While the Pepe Le Pew accent is pretty amusing, and the fact that two French-Canadian drive-time DJs could get through to a vice-presidential candidate is pretty remarkable, this just isn't that funny. Embarrassing? Yes. Surprising? Maybe. Funny? Not really.

In the Globe & Mail, the DJs expressed surprise that Palin didn't catch on, "She never, never suspected anything," Mr. Trudel said. "It was a little bit frightening." While it's a little frightening that her aides didn't check out the call for her, or that she thinks the French President just called to say hi, or that she has no idea who the Canadian prime minister is, the rest of jokes in the call aren't that unbelievable.

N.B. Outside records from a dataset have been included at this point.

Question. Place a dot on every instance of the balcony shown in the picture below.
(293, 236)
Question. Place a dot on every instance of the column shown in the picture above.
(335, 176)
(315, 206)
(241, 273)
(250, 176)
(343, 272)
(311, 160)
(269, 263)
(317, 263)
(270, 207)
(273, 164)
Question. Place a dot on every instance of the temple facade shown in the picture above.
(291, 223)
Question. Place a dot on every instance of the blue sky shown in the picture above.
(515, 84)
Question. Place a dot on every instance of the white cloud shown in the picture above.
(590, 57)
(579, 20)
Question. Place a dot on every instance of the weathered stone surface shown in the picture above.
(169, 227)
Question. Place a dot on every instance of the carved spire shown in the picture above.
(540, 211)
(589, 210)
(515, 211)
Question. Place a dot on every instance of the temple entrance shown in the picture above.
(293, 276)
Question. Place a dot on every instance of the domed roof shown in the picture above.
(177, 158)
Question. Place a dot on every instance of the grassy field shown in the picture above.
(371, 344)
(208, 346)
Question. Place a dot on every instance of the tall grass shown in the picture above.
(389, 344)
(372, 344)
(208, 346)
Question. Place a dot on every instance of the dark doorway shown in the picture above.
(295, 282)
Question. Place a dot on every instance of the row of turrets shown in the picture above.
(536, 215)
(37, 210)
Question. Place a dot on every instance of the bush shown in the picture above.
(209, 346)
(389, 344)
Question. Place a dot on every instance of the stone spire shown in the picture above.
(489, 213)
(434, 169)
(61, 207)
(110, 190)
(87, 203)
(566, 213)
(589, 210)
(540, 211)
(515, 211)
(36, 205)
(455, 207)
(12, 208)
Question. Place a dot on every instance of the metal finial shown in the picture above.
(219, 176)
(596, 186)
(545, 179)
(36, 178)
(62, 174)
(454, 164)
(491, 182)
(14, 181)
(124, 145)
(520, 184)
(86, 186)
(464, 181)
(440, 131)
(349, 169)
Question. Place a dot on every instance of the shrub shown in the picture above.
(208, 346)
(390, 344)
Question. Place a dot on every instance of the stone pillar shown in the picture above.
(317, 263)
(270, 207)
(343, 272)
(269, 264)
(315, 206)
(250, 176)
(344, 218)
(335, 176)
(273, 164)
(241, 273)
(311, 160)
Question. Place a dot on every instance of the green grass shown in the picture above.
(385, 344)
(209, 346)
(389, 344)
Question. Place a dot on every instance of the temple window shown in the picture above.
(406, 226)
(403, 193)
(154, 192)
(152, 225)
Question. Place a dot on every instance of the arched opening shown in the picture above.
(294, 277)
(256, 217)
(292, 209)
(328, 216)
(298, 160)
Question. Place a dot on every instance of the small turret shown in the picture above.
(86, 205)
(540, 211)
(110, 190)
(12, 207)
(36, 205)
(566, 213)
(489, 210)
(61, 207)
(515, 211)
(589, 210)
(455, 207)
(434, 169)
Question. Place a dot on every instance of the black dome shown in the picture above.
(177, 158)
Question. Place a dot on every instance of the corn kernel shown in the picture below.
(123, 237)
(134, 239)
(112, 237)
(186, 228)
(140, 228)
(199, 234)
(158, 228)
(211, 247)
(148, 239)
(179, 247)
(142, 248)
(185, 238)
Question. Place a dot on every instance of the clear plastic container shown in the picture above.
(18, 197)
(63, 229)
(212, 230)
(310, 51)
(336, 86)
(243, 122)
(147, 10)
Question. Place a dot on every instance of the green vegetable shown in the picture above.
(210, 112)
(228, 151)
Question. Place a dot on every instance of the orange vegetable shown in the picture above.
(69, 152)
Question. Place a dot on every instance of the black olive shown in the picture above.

I'm sure if I were French-Canadian, I'd get hours of amusement out of the fact that Sarah Palin thinks Sarkozy has a "special American advisor" named "Johnny Hallyday," but considering that no one outside of Quebec (or France) has any idea who Johnny Hallyday is, that joke is pretty much lost in translation. The same goes for Sarkozy being a bit of a Pepe Le Pew-like perv–he left his wife for Carla Bruni, after all–and for Carla writing a song about Joe The Plumber. Those things are ridiculous, yes, but not totally unbelievable. Bruni recorded an entire album of famous poems set to song, and she wrote a song called "Hello, Seaman." Why not a song inspired by Sarah Palin?

Then, of course, there's the part at the end where the DJ says, "I loved the documentary about your life. You know from Hustler? Nailin' Palin?" and Palin agrees with him. That is pretty embarrassing–But considering the nearly unintelligible accent, it's just the French-Canadian equivalent of saying, "Asphinctersezwhat?" and laughing when the confused person says, "What?" It's obvious that Palin didn't understand what "Sarkozy" said, and is just bullshitting a response–something that she does throughout the phone call.

In truth, she comes off as kind of endearing in this prank phone call–clueless, slow, dumb, and gushy, yes, but she's also sympathetic, an impression that's only hammered home by the fact that the joke's not that funny. So thanks a lot, Masked Avengers. And, remember: every time a Drive-Time Zoo DJ gets attention, an angel loses his wings.